Here is what I am looking at - 2005 case ih rbx562 with 3500 bales through it. NO net wrap just twine, but that is ok where I am at, the people who buy or make hay hate the wrap when feeding it. Wide pickup, hyd pickup, bale/trek monitor, 540pto. They said it has been barn kept. Asking 11,500. I have seen pictures and it looks like new. Now when I go look at it, this maybe a different story. I need help from you guys on what to look for on this machine so I am not shooting myself in the foot. Is there any problems that I should be aware of or ask to find out about. There are both NH and Case dealers in my area, so parts and stuff not a problem. Just trying to learn as much as I can to make the best judgement with the machine and my money. Feel free to add any input. I sure appreciate any help on the subject, I know you guys are the guru's!

Jason


----------



## hillrunner (Jan 23, 2011)

In my area the no net wrap would kill the resale value of that baler. Other than that, those are good hay balers and 3500 bales is not a lot at all. I have about the same thing in a New Holland.
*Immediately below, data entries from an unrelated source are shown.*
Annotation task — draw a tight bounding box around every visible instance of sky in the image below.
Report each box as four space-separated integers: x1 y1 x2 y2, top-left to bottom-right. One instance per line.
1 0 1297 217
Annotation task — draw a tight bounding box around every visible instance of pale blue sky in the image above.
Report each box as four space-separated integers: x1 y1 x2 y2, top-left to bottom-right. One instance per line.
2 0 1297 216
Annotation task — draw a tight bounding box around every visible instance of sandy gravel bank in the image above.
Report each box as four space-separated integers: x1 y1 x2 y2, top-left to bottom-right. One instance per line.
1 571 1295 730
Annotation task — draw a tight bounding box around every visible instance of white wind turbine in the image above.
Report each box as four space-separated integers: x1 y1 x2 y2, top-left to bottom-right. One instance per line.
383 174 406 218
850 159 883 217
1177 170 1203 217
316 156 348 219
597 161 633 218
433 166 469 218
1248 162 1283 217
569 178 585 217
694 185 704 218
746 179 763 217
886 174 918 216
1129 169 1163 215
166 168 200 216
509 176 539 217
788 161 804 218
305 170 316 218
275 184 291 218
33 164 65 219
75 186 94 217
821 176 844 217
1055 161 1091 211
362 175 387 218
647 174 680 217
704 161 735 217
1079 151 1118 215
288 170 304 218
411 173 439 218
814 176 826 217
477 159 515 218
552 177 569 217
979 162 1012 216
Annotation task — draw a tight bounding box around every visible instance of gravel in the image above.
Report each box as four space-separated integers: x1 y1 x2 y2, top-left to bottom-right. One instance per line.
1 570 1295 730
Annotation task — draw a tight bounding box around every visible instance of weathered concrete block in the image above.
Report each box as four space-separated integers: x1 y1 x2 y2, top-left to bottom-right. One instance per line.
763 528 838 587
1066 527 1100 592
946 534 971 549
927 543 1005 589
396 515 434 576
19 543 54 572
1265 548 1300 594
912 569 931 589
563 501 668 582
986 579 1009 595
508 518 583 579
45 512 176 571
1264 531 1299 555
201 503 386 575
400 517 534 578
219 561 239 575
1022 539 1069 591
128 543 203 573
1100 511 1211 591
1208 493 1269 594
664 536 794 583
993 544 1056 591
It is a good baler but does not keep up with the new Vermeers or the 568 Deeres in corn stalks.


----------



## ROLLNITUP (May 25, 2009)

I have a rbx 563 and a jd 568 the ih baler makes better bales. you dont have to weave as much as with the jd baler. the pickup is the only weak part on the ih baler. that sounds like a good price.


----------



## JB1023 (Feb 22, 2011)

Thanks for your replys.

@rollnitup - can you fill me in on the pickup reel, thats a pretty vital part of the baler and baling. I will be baling mostly jiggs, tifton, coastal, prarie hay and some hay grazer.


----------



## ROLLNITUP (May 25, 2009)

its just not as strong as the jd but it works good. only have trouble in heavy 1st cutting alfalfa. and thats just on the end rows where the rake leaves clumps.


----------



## JB1023 (Feb 22, 2011)

that makes sense, our vermeer 605h does the same thing, man I hate when it balls up - gotta go dig that itchy hay out.


----------